Sirius et Remus, en l’apercevant, sont, tout d’abord, restés stupéfait et se
sont finalement plongés dans le combat. Mais la soudaine apparition de ton père
n’a pas étonné qu’eux. Voldemort lui-même, était complètement perdu. Et
Pettigrow est resté prudemment à l’arrière, comme pris d’un certain trouble.
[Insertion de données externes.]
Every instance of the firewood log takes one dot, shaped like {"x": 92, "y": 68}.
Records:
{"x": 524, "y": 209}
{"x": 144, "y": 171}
Mais notre arrivée soudaine à dissuadé Voldemort d’aller plus loin dans ses
projets et ils se sont repliés. Severus, qui se trouvait, malgré lui, parmi ces
Mangemorts (Voldemort voulait l’avoir, tout le temps sous les yeux) est revenu,
deux minutes après, assez pâle, et a expliqué tout ce qui s’était passé. La
surprise que nous avons eu quand ton père, qui était retourné auprès de toi et
de Fumseck qui s’était posé dans l’herbe à notre arrivée nous a crié : “C’est
incroyable ! Harry est vivant, mais inconscient !” A ses mots, nous nous sommes
précipités et, avec stupeur, nous nous sommes aperçut que bien que touché de
plein fouet par l’Avada Kedavra, tu respirais encore, bien que faiblement. Tu
as été sérieusement touché et tu étais dans un état très critique, à la
frontière du coma. On t’a ensuite ramené au château où tout le monde attendait
de tes nouvelles, angoissés. Remus et Sirius eux, un peu rassurés de te savoir
encore vivant, du moins pour l’instant, sont restés à la lisière de la forêt,
avec ton père. De toute façon, seul Remus aurait pu venir au château, avec toi
car, Sirius ne serait pas vraiment le bienvenue, surtout après ce qui s’est
passé il y a deux ans, et ton père est supposé mort. Mais je te rassure, tous
les trois vont bien et sont heureux de te savoir rétablis. Maintenant, dis moi,
est-ce que tu n’aurais pas une petite idée de ce qui aurait pu se passer ?
- Euh non !
- Un mystère de
plus à ajouter au cas du célèbre Harry Potter ! plaisanta Dumbledore. En tout
cas, tu as vraiment une chance à tout épreuve ! ajouta-t-il, plus sérieusement,
cette fois. Bon, sinon, tu as des questions ?
- Euh...non !
répéta Harry.
- Bien ! Alors je
pense que tu pourrais, à présent, rejoindre tes camarades en cours !
Botanique, c’est ça ?
- Oui !
D’ailleurs, je vais y aller ! assura Harry, en se levant, caressant, au
passage, la tête écarlate de Fumseck, perché sur le bureau.
- Harry !
l’interpella Dumbledore, au moment où il s’apprêtait à fermer la porte.
- Oui ? demanda
Harry en se retournant.
- Bien que je ne
sois pas sensé prendre partie, en temps que directeur, bonne chance pour le
match de demain ! Autant que la coupe reste à Poudlard, non ?
- On fera ce
qu’on pourra pour la garder encore longtemps à Poudlard !” répondit Harry en
souriant, avant de quitter le bureau.
Harry, sortit du bureau, rejoignit ses amis au cours de
Botanique. En chemin, perdu dans ses pensées, alors qu’il s’assurait qu’il
avait toujours sa baguette, il sentit un petit objet qui dégageait une faible
chaleur, entre ses doigts. Etonné, il sortit de sa poche, la petite pierre
qu’il avait eu, le soir de Noël. Sauf qu’elle avait perdue sa couleur dorée et
avait, à présent, une teinte nacrée. Perplexe, il la remit dans sa poche et
entra dans la serre trois, s’excusant rapidement auprès du professeur Chourave,
avant de rejoindre Ron et Hermione à leur table.
La journée se passa rapidement et
sans incident. Ron ne cessa de baratiner Harry, pour savoir qui remplacerait
Laurent, en tant que Gardien. Harry, lors du déjeuner, avait discuté, à part,
avec ses coéquipiers qui avaient approuvés sa proposition.